In actual use channels are typically allocated bandwidth to services as a fraction of the carrier frequency. So say a service is allocated a band of 0.1% of the carrier frequency. A 100MHz service might get a bandwidth of 100kHz. A 1GHz service might then be expected to get a 1MHz bandwidth. So instantly we see that we might expect, all else being equal, that 1GHz services can carry 10 times the information. But in reality it just because we are carving the bands up using fractions of the carrier, not fixed frequency ranges. In the end that is mostly the answer.
But we didn’t discuss signal to noise. Noise comes form a whole range of sources. Thermal noise in your receiver is often dominant. But our universe is intrinsically noisy. Even if you douse the entire she-bang in liquid helium, there are still remaining noise sources. This places a fundamental base to your information carrying capability. If you can push more energy into your transmission, you get a wider margin from the noise. But that takes effort, and the real life problems with things like causing interference to other services are never far away. So real life services are always power limited, even if they have limitless power available to them. Portable devices clearly have worse issues.
So eventually you get your two hard limits. Signal to noise and Bandwidth. These are the iron clad, no such thing as a free lunch, type of limits.
How you get close to the theoretical limit is a matter for technology. A simple binary on/off modulation only exploits the top 6dB of your s/n. You can only modulate your signal so quickly, as modulation of the carrier spreads energy out from the carrier frequency, hence occupying your restricted bandwidth. So if you have a 100KHz bandwidth, you might only be able to made 100,000 encoding changes to the signal per second. You need to squeeze your ability to modulate signal into your bandwidth aggressively.

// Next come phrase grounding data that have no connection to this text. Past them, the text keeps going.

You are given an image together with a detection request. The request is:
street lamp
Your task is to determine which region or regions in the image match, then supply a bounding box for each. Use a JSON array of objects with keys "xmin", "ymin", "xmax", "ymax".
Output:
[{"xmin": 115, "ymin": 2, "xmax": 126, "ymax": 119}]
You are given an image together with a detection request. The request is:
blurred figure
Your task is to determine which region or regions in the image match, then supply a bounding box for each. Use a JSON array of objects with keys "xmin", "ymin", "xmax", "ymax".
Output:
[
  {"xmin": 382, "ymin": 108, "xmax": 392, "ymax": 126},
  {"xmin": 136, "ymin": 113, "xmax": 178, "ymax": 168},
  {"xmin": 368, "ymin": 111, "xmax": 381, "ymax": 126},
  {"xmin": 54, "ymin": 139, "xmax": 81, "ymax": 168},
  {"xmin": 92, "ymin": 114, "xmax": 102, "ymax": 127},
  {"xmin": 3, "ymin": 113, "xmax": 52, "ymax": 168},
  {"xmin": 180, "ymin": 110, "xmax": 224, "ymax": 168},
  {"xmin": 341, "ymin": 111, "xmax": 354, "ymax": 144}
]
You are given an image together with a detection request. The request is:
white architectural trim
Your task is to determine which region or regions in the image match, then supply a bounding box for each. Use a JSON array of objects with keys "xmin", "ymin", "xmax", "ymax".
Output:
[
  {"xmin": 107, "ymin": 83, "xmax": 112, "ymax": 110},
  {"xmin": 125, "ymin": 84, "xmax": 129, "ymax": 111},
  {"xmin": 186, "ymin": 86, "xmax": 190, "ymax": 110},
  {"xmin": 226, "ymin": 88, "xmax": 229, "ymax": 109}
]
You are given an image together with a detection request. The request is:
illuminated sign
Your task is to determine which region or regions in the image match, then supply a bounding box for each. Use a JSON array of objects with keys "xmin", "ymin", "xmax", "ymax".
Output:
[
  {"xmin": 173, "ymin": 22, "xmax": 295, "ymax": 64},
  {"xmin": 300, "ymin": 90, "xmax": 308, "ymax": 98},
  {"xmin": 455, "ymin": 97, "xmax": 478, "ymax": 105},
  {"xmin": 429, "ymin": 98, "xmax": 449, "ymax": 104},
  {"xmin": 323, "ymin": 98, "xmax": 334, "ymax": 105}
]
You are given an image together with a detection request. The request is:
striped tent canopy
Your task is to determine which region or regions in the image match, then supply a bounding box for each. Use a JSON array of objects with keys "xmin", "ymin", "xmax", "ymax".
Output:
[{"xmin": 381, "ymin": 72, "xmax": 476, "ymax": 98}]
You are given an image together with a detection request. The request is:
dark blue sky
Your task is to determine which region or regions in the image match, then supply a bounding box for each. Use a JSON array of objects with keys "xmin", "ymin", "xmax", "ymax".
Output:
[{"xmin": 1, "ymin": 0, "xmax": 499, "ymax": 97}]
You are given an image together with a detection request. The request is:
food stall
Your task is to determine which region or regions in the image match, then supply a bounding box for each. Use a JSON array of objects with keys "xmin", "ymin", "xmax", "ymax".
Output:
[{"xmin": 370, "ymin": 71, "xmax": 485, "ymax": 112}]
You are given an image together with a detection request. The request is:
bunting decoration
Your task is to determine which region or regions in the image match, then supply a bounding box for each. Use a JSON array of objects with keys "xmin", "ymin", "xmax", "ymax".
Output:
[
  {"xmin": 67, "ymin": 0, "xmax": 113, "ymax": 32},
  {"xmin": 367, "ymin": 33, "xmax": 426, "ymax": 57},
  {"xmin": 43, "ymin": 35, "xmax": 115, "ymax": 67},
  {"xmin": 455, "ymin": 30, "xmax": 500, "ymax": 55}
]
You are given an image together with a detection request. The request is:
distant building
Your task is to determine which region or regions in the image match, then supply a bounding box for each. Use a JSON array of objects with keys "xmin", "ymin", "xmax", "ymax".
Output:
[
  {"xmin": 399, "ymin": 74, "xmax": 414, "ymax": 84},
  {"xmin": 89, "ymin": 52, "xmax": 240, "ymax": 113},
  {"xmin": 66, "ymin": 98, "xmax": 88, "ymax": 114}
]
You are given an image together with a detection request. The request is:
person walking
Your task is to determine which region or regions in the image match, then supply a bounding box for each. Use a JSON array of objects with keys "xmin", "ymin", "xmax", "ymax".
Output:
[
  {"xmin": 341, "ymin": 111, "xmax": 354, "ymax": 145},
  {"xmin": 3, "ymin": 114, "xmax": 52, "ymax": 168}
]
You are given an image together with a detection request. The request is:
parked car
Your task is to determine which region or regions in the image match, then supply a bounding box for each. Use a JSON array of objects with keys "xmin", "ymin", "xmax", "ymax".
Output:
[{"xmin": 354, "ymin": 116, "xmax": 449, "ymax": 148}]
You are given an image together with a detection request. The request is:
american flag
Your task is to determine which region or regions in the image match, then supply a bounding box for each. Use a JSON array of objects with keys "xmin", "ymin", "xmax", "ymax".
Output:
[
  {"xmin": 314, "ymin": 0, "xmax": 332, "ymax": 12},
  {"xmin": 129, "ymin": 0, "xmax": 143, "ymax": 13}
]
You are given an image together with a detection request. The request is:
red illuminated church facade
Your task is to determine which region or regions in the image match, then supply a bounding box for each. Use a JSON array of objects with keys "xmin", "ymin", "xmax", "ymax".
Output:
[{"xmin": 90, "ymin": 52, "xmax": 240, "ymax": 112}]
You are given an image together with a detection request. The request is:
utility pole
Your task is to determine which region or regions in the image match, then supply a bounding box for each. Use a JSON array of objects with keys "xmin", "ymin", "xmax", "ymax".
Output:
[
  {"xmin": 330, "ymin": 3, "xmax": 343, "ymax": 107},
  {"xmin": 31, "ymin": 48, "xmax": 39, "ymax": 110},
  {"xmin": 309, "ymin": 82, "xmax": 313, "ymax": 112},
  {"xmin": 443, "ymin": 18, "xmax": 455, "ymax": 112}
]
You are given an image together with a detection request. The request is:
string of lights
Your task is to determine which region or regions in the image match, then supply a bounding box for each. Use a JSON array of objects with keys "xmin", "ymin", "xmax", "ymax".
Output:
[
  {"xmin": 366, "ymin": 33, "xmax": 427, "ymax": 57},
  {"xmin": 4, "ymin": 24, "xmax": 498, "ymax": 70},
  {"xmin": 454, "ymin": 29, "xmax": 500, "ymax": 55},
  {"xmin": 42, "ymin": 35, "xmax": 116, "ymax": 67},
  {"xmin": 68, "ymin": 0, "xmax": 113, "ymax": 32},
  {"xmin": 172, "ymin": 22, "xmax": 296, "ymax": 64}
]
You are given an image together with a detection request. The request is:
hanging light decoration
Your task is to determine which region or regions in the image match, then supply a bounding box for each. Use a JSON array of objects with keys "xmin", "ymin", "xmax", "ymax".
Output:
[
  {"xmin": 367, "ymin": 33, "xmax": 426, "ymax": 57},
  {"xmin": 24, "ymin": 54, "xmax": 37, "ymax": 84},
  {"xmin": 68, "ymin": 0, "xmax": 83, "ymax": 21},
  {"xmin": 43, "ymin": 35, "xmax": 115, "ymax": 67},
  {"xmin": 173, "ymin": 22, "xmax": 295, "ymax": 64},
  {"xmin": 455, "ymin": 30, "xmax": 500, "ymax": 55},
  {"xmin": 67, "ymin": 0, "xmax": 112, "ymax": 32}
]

If you realise that you can encode both amplitude and phase information you swiftly realise that you are effectively able to encode locations on the x-y plane (or the complex plane depending on how you want to disect the mathematics.) minimally you have four quadrants, and thus one signal modulation change can encode not two but four states - so two bits per transition. two amplitude levels and you can put four points into each quadrant, and you have 16 values for each transition - and thus 4 bits per transition. This is the basis of QAM. The better your signal to noise the more levels you can cram in, and the more information can be encoded. As above, if you can dynamically switch encoding you can ride the signal to noise to get the best utilisation of the channel. If you divide your allocated bandwidth into lots of sub-bands you can perform sub-band relative adaptive modulation, and thus squeeze your way around little narrow band lumps of interference, pushing the envelope at every corner.
As the the energy in the photons bit, yes this is part of the intrinsic noise floor. But it is more complex than just defining this is a fundamental quantisation limit below which information does not exist. The arrival of photons is stochastic, and this means that there is a distribution of arrivals over time, and without going too deep into the weeds, this allows for information below the level of quantisation. It ends up becoming folded into the noise floor of the Shannon-Hartley theorem and doesn’t change things.